Les hommes-pot ne souffrent pas, ne se plaignent pas, sont parfaitement heureux dans la situation qui leur est faite.

Ils ne sont pas difformes, mêmes si certains ont propension à un gonflement compréhensible. Ils sont simplement immobiles.

On ne constate pas qu’ils se soient fréquemment reproduits entre eux. On a bien insisté qu’il s’agissait plutôt d’une donnée sociale : l’habitude d’un travail fixe, et de commencer de plus en plus tôt dans la vie ces travaux qui les gardaient immobiles.

Le fait était avéré : dès que l’existence des hommes-pot a été installée dans nos vieilles sociétés, les parents n’hésitaient plus à laisser leurs enfants prendre cette direction comme une autre. On était au moins assuré d’une vie calme, d’une rémunération régulière.

On disait évidemment que ces quelques décennies d’avant la disparition progressive des écrans avait correspondu à l’installation des hommes-pot comme constante de nos sociétés modernes.

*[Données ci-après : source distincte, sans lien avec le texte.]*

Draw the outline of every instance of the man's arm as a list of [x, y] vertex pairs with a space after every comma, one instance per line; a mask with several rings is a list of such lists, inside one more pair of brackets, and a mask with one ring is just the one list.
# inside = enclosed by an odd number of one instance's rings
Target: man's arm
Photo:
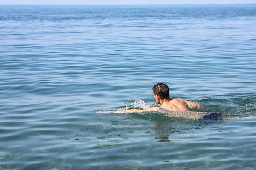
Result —
[[125, 110], [124, 110], [117, 111], [115, 113], [142, 113], [150, 111], [156, 111], [160, 108], [160, 107], [154, 107], [148, 109], [137, 110], [137, 109], [129, 109]]
[[204, 106], [202, 106], [199, 103], [195, 102], [184, 100], [189, 109], [203, 109], [204, 108]]

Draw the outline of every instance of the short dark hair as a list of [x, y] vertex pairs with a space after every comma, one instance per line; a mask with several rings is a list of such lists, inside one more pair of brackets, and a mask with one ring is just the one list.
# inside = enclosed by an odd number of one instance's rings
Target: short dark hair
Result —
[[170, 91], [168, 86], [163, 83], [157, 84], [154, 86], [153, 93], [157, 95], [162, 100], [168, 99], [170, 97]]

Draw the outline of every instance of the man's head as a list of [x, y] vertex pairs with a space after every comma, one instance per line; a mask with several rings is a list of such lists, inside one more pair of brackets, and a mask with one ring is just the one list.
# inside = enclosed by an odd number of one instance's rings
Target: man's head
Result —
[[157, 84], [154, 86], [152, 90], [154, 96], [158, 103], [160, 103], [160, 100], [169, 99], [170, 97], [169, 88], [165, 84]]

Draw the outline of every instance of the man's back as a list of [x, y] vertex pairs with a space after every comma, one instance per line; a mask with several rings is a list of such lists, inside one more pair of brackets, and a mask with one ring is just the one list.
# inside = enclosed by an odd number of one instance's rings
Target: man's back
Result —
[[182, 99], [175, 99], [164, 102], [160, 108], [169, 110], [189, 111], [185, 100]]

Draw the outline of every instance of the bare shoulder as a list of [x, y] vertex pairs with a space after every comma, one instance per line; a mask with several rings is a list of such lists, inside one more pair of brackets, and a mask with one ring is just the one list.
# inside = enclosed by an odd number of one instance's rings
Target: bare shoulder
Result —
[[181, 102], [182, 103], [185, 103], [185, 102], [186, 102], [186, 100], [185, 100], [184, 99], [181, 99], [181, 98], [175, 99], [174, 99], [173, 100], [175, 102]]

Ils n’étaient pas des rêveurs ni des créateurs. Mais ils exécutaient avec patience l’ensemble des tâches mentales qu’on leur confiait. Mais ils programmaient, calculaient, construisaient (des modèles), pilotaient (des machines).

Leurs besoins étaient réduits. Dormir c’était sur place, manger était limité, d’autant qu’ils étaient souvent affectés de ce dérèglement de gène, le corps se suffisant pratiquement à lui-même. Ils n’aimaient pas la lumière, du moins les plus expérimentés d’entre eux. On les laissait dans cette demi-obscurité.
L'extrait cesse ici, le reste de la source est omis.